How to use OpenTofu with Dependabot

Managing dependencies is critical to the software development lifecycle (SDLC), ensuring that your project stays up-to-date with the latest features and security fixes.

Dependabot is a popular tool for automating dependency updates, and OpenTofu, is an open-source tool for managing IaC and can be integrated with it to keep your infrastructure configurations current.

This blog post will explore how to set up and use OpenTofu with Dependabot.

Repository structure

You can find the code here.

├── .devcontainer
│   ├── Dockerfile
│   └── devcontainer.json
├── .github
│   ├── dependabot.yaml
│   └── workflows
│       ├── jekyll-gh-pages.yml
│       └── module_version.yaml
├── README.md
├── environments
│   ├── dev
│   │   └── main.tf
│   ├── prod
│   │   └── main.tf
│   └── stage
│       └── main.tf
└── modules
    └── network
        ├── main.tf
        ├── provider.tf
        └── variables.tf

Lately, I’ve become a big fan of codespaces, so I always have my .devcontainer folder with my custom configuration for my codespace.

In the .github directory, we have the workflows that run for this repository:

• dependabot.yaml — Here we configure dependabot’s behavior

• jekyll-gh-pages.yml — GitHub pages for this repository (not required by this automation, but still, a more beutiful way to go through the documentation)

• module_version.yaml — Module tagging workflow

In the environments directory, we have OpenTofu configurations for three environments: dev , stage and prod.

In the modules folder we will keep all of our OpenTofu modules.

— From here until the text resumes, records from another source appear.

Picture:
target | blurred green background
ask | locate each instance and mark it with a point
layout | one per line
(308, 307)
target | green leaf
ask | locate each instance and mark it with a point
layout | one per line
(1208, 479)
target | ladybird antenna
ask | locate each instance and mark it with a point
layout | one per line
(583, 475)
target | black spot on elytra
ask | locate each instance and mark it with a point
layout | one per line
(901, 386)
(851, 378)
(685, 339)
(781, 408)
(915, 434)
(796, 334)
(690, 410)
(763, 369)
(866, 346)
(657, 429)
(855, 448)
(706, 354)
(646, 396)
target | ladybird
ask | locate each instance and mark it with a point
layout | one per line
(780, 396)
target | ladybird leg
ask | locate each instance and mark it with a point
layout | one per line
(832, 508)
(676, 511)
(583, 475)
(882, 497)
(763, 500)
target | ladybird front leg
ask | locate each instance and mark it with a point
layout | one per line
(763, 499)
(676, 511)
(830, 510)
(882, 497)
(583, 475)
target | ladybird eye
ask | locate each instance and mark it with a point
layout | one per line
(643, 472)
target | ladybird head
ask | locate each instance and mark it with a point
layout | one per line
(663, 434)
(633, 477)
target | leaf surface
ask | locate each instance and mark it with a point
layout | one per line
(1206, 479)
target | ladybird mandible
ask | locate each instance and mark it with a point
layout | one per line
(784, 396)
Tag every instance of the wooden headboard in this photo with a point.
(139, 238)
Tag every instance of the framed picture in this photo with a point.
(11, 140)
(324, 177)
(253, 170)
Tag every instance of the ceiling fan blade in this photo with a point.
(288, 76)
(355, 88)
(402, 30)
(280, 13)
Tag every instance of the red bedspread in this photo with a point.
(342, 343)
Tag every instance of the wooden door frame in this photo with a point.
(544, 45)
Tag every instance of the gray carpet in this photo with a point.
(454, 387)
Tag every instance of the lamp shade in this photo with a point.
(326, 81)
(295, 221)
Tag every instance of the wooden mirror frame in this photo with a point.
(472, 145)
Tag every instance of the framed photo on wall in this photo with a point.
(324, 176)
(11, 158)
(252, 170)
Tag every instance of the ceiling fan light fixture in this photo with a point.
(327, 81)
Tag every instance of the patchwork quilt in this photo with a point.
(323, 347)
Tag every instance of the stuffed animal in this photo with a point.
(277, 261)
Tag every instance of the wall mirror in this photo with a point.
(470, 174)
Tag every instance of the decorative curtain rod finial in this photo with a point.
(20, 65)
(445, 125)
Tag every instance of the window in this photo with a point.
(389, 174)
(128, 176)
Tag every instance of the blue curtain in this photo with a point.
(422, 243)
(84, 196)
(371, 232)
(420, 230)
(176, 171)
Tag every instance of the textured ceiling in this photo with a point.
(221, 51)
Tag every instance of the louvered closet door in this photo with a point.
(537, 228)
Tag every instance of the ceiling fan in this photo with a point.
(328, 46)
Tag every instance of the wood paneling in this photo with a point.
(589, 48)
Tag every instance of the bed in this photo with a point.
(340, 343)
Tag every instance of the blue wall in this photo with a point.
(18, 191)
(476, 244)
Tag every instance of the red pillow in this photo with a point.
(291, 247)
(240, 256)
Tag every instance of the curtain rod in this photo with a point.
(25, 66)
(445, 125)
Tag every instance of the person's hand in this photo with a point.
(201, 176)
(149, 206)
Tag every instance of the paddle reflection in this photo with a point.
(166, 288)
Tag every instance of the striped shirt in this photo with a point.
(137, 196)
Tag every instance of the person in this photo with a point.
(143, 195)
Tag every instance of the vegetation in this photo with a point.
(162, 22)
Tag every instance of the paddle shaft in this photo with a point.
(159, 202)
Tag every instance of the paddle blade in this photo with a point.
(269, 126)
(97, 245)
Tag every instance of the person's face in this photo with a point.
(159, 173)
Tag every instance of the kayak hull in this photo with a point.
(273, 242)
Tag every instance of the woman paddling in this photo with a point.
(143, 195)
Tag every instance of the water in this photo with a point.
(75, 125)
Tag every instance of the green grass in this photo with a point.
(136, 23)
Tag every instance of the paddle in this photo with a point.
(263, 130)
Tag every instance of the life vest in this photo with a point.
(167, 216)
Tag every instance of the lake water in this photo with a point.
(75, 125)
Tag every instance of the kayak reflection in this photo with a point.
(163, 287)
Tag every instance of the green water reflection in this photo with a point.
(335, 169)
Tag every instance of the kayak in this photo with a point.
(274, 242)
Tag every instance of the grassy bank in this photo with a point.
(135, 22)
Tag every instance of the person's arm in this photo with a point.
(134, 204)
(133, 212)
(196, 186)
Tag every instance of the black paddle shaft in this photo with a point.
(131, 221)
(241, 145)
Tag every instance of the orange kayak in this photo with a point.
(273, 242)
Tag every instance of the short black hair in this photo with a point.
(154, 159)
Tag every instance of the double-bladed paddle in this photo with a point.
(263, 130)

In this example, we only have one network module.

How it works

The network module has only one job right, and that job is creating VPCs:

resource "aws_vpc" "this" {
  for_each   = var.vpcs
  cidr_block = each.value.cidr_block

  tags = merge({
    Name = each.key
  }, each.value.tags)
}

This module is called in each environment with a specific version tag:

provider "aws" {
  region = "eu-west-1"
}

module "network" {
  source = "git::ssh://git@github.com/flavius-dinu/tofu_dependabot.git//modules/network?ref=network-v0.0.7"
  vpcs = {
    vpc1 = {
      cidr_block = "10.0.0.0/16"
    }
  }
}

Whenever there is a change to the module, a new tag will be created by this GitHub Actions workflow.

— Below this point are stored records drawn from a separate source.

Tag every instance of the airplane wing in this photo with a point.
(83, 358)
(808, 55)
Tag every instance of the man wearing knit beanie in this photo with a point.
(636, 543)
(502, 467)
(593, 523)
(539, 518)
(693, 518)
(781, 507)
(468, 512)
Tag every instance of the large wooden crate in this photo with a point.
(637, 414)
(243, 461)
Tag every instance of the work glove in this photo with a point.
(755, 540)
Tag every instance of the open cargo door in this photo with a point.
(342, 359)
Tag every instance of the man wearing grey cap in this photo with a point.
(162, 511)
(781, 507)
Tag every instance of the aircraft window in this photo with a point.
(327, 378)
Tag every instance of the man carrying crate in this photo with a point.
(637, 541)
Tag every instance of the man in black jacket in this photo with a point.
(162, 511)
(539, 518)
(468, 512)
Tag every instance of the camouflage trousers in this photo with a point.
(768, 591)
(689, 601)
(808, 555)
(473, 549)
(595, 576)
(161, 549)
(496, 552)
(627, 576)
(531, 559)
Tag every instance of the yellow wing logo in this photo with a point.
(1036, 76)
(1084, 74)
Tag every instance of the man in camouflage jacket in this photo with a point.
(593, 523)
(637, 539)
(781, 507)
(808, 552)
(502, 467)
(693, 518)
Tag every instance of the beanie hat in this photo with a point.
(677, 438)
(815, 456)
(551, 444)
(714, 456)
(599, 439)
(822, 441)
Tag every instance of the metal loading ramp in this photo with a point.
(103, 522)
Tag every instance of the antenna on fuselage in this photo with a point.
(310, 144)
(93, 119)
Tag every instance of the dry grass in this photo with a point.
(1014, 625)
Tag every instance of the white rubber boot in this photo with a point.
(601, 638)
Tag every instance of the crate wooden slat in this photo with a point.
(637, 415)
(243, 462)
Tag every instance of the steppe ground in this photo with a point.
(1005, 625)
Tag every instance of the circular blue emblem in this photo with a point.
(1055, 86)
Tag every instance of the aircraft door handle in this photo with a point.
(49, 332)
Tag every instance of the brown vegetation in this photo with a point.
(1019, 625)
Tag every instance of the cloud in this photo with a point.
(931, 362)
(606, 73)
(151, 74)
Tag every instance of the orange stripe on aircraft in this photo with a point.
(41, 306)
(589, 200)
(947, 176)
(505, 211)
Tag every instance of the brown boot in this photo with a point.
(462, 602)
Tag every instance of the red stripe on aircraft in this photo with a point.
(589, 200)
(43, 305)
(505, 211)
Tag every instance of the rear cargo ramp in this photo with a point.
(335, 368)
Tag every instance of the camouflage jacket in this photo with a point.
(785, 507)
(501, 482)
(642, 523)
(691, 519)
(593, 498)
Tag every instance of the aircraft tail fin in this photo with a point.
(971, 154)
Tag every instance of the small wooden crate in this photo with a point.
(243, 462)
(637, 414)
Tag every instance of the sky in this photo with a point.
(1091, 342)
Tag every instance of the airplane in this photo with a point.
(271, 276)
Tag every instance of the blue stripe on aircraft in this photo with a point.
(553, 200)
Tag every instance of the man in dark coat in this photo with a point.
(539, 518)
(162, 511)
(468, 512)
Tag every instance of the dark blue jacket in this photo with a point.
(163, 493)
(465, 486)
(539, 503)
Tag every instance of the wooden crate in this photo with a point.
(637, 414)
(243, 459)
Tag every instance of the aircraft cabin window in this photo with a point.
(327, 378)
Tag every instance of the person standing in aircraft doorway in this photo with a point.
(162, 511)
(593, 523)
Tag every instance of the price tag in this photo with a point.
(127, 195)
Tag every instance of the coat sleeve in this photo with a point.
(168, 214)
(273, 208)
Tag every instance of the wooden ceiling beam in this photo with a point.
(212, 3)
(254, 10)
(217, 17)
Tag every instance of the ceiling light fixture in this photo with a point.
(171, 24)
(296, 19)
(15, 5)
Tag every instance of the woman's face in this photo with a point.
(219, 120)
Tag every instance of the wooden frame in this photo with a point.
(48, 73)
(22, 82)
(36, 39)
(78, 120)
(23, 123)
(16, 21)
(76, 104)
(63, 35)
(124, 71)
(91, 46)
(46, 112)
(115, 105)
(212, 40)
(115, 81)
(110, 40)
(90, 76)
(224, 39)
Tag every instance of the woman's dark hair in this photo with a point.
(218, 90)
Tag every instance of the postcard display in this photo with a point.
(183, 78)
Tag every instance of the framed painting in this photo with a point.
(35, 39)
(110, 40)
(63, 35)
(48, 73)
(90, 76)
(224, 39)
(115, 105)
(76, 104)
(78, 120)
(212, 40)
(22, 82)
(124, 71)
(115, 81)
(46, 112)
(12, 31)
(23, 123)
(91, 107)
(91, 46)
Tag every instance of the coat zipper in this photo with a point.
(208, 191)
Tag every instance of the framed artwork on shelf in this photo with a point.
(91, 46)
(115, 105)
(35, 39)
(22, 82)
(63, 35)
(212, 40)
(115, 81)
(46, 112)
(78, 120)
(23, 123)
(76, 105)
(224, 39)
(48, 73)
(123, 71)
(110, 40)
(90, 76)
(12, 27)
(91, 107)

Tags will be in the following format network-version :

For GitHub Actions to be able to push these new tags, I have provided my Personal Access Token (PAT) as a secret to my repository:

In the dependabot configuration, we’ve specified the tool we are using, the directory in which dependabot should look for dependencies and the running interval.

version: 2
updates:
  - package-ecosystem: "terraform"
    directory: "/environments/dev"
    schedule:
      interval: "daily"
    allow:
      - dependency-type: "all"

  - package-ecosystem: "terraform"
    directory: "/environments/stage"
    schedule:
      interval: "weekly"
    allow:
      - dependency-type: "all"

  - package-ecosystem: "terraform"
    directory: "/environments/prod"
    schedule:
      interval: "weekly"
    allow:
      - dependency-type: "all"

Dependabot can only run on a schedule, so if a new tag is created, dependabot will not automatically pick it up and make changes for you until the schedule is met.

Example run

I will first make a change to the network module to have a new tag created. As soon as I push my changes, the GitHub Actions workflow that automatically creates a tag, will be triggered:

After a couple of seconds, this finishes, and the new tag gets created:

Now, we could either wait for Dependabot to pick up the change based on the schedule, or we could easily trigger a run ourselves.

To do that, we can easily go to the Insights tab, select Dependency graph, and then choose Dependabot.

By clicking on any of the jobs on the Recent update jobs, we can easily trigger Dependabot to check for updates:

As soon as we do that for the dev workflow, a GitHub actions workflow will be triggered that will automatically trigger a PR to update the dev environment’s module version:

As soon as this job finishes, the PR will be created:

Let’s check what is will this PR modify:

As you can see, the only change it makes is modifying the module version.

I am ok with this change so I can easily merge the PR:

You could potentially create a GitHub Actions workflow that runs on a cron that will trigger dependabot to identify any changes made to your modules, but having a daily trigger for the lower environments and a daily/weekly one for superior ones makes more sense.

If you want to see it in action, check out this video:

Key Points

Integrating OpenTofu with Dependabot streamlines the process of keeping your infrastructure as code up-to-date, ensuring you always have the latest features and security fixes.

With the setup described in this post, you can automate the process, saving time and reducing manual effort. Happy coding!